Contrast this concern for animals with how we slaughter God’s creatures today. In 2015, over nine billion land animals were slaughtered for food purposes. It’s estimated that in 2009, 4.8 billion pounds of fish were consumed in the United States alone. And every day, 50 million animals lose their lives for human use. Can any heart remain unmoved in the face of such shocking figures, and the ensuing, incalculable moral suffering?
Though cruelty flourished, Noah could not have imagined a world without animals existing in it. The Midrash teaches that Noah not only heroically saved two from each species by giving them shelter on the ark, but for all those weeks, he would run tirelessly from one to the next to give them proper care. The rabbis suggest that Noah and his sons didn’t sleep at all since they were so preoccupied with the needs of the animals (Midrash Tanchuma, Noach 9). Reading the story of the flood each year reminds us that to live in a redeemed world, we must prioritize care for the most vulnerable sentient beings on our planet.
Let Noah be our model, for the rabbis considered Noah righteous precisely because of his care for animals (Midrash Tanchuma, Noach 4).

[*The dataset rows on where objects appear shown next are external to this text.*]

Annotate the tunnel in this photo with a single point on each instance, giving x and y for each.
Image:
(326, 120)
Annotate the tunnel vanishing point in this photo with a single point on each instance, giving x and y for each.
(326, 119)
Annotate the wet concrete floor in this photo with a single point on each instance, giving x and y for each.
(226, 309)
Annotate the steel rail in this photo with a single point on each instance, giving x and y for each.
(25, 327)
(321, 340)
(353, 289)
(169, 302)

Today, let’s follow Noah’s compassionate spirit to end the rampant abuse and neglect shown to animals. Even more so, let us, as fervently committed Jews, return to the Garden of Eden and a world where eating sentient beings is not imaginable but anathema. We are to be a people of mercy and compassion, which the rabbis consider to be essential characteristics of the Jewish soul (BT Beitzah 32b).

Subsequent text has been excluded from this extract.